Quote Originally Posted by S0LITARYS0LDIER View Post
Immensely helpful Dave, I do the same from slurried or rough washita, fine never lapped washita, fresh unlapped black and have to wait until I have a broken in other side of the black and life will be good. Not everyone can get one of those. Would I benefit at all from grabbing a hard and going wash to hard to black?

The black I've got now isn't a very fine finisher as it's not burnished yet.

I found yesterday that maybe 25 laps on a coticule gave me an acceptable no razor burn shave. Just not as close as I would have liked but no real complaints.


As for the oil
I like the baby oil it's a little smelly but it works.
I think the various hard (that are not true hards like black, trans, etc), washita and soft stones are all in the same category, so there's no need to have more than one of them. They can all cut a bevel when they're slurried and they can all do pre-finisher work when they're not.

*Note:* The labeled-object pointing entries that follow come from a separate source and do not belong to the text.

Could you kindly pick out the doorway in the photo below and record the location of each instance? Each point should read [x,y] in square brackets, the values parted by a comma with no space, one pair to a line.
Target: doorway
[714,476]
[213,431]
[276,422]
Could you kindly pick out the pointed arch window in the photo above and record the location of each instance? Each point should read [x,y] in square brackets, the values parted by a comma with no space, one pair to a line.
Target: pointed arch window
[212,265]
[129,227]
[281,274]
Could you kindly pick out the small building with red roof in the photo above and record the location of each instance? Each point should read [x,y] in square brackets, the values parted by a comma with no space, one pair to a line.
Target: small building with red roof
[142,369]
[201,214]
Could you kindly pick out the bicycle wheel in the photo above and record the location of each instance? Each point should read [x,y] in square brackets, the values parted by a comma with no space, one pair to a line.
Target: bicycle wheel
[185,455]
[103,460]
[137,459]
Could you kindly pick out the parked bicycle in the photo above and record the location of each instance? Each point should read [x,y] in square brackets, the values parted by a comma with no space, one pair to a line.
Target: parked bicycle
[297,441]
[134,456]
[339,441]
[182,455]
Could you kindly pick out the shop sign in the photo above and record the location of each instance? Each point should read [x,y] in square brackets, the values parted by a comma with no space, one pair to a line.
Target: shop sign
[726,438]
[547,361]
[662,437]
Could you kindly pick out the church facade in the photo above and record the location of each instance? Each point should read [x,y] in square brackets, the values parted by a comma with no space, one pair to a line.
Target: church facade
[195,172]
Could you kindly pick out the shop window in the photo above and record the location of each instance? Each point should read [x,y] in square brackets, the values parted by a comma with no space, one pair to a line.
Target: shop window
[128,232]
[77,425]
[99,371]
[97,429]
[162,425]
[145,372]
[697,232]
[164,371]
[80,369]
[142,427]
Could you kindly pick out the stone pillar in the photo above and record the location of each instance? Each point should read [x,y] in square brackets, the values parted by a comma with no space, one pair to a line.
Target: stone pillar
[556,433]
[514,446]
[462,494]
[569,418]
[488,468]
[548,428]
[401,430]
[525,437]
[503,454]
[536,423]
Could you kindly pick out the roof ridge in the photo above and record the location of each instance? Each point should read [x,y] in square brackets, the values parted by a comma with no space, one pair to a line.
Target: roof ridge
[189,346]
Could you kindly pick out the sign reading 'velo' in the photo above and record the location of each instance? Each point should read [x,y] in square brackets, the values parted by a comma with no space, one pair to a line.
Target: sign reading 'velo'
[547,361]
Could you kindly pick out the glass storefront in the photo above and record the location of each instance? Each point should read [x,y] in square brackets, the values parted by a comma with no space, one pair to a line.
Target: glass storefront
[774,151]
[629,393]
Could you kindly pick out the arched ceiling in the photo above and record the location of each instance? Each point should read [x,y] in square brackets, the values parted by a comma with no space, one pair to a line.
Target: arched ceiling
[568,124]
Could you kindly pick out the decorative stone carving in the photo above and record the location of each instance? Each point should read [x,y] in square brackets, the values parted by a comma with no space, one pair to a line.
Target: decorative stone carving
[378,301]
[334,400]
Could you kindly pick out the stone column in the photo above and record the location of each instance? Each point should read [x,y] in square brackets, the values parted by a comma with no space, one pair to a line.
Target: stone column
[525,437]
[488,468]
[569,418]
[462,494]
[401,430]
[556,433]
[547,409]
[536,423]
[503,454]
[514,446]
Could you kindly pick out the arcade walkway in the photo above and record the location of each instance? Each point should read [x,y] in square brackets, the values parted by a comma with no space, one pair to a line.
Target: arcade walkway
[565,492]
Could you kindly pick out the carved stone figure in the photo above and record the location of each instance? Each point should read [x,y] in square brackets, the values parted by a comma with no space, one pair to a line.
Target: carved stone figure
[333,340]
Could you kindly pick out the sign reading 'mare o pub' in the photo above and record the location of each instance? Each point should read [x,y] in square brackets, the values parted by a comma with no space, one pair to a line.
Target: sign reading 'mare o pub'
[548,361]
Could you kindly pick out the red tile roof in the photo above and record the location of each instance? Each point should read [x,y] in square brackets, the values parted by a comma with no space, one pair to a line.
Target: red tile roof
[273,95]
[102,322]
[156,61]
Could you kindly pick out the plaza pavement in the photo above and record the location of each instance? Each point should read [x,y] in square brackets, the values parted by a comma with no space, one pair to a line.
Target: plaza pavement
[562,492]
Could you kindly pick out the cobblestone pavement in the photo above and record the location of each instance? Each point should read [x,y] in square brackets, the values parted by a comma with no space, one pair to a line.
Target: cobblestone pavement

I have a jones for the washita because of what it can do when it's not in a rotation, it has a very wide range, but it's not a razor finisher. that very wide range is something ultra useful for tools, lets you use a single stone for almost all of your work. the cheaper non-washitas aren't capable of the upper end of the range like a washita - if they raise a wire edge fast, they're coarse, and if they can make a satisfactory edge, they're not fast. The washita can be both. But it can fit fine in a razor rotation, too. It takes some method modification to get one to finish a razor, though, and it's not an easy always-works-out kind of thing. Under my roof, it requires a linen and a rough shave or two, and then some discretion to not remove the edge again on the next refresh.